I think this is the reason Biome (originally called Rome) started. Rome's vision was a shared toolchain to yield better performance and to fix config hell.


Here is the answer I got from vjeux:

> There's a lot of fast web tooling being written in rust those days. https://twitter.com/Vjeux/status/1722769322299609565

I don't buy it. I think vjeux is riding the hype.


To be fair compiled languages are just faster than interpreted (in most cases, and as others have pointed out especially with strings)


Sean Baxter is doing a decent job with his Circle compiler, so I hear. https://www.circle-lang.org/


Unfortunately, we live in the real world where compilers do not do the things that you suggest that they ought to.


I'm not sure what you mean. Are you talking about the benchmarks?

I run `cargo clean` before each benchmark. That should clean up changes to third-party crates, right?


I'd love to try Zig and Jai for this purpose, but they are not stable yet. If either becomes stable, I'll happily re-run this experiment.

Nim doesn't look like the language for me.


Would love to hear your opinion about V too especially since one of its main selling points is fast build times:

https://vlang.io/#:~:text=Small%20and%20easy%20to%20build%20...


> Definitely check [Val and Carbon] out if you're looking for a C++ replacement!

I don't want to base my project on an experimental language like Carbon or Val.

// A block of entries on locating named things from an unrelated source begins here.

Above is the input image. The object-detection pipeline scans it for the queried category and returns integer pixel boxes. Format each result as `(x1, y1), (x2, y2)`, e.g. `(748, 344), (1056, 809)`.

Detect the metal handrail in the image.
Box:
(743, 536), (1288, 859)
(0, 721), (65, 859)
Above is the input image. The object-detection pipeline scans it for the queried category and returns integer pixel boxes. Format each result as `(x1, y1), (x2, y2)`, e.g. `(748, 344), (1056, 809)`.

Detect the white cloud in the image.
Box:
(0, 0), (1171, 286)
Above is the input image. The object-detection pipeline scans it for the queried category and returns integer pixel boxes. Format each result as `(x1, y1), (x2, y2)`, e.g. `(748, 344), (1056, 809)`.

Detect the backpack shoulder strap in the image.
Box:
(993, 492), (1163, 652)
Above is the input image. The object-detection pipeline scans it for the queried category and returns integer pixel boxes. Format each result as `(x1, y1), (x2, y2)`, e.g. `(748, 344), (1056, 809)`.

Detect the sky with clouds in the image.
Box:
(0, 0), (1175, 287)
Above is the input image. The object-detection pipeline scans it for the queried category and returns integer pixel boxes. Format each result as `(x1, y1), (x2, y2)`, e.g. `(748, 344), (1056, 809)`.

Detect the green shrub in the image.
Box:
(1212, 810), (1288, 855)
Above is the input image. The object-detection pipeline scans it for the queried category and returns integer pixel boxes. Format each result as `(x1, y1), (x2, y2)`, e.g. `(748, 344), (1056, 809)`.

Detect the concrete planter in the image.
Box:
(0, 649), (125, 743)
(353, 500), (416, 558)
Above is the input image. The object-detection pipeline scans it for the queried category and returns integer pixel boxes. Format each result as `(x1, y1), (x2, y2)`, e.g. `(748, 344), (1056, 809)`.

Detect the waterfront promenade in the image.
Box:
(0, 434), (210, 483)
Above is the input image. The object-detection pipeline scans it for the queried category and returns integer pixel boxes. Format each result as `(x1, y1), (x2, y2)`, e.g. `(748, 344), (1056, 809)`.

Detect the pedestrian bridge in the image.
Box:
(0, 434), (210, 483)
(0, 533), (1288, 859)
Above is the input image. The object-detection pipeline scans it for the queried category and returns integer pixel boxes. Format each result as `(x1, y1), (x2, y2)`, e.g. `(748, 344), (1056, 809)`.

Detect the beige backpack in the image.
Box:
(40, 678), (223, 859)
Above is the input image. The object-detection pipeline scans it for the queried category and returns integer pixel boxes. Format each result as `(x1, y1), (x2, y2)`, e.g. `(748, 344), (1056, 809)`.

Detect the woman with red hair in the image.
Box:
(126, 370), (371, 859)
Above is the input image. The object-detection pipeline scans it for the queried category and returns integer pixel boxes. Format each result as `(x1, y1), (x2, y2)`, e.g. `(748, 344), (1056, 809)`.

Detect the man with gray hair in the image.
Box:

I want a C++ replacement which compiles quickly. Do Carbon or Val compile quickly? If not, I don't know why you mention these languages.


Good question. The author of Zig claims that dev build times will be amazing. One technique is to avoid LLVM. Another technique is to integrate the linker. But all of that is a work-in-progress project.


I'm skeptical. Cranelift was designed to do something similar - avoid LLVM and be fast enough for JIT.

It's easy to claim to be fast when you're extremely early on, we'll see how that holds up.


I have found Clang's -ftime-trace flag helpful in finding bloated #include-s and templates. Also, I have analyzed the .ninja_log file (for CMake+Ninja) to find slow-to-compile .cpp files.


> They seem to have chosen to use mold for C++ and not for Rust after seeing that it gave little benefit for small projects, but I would expect that to change as the project scales.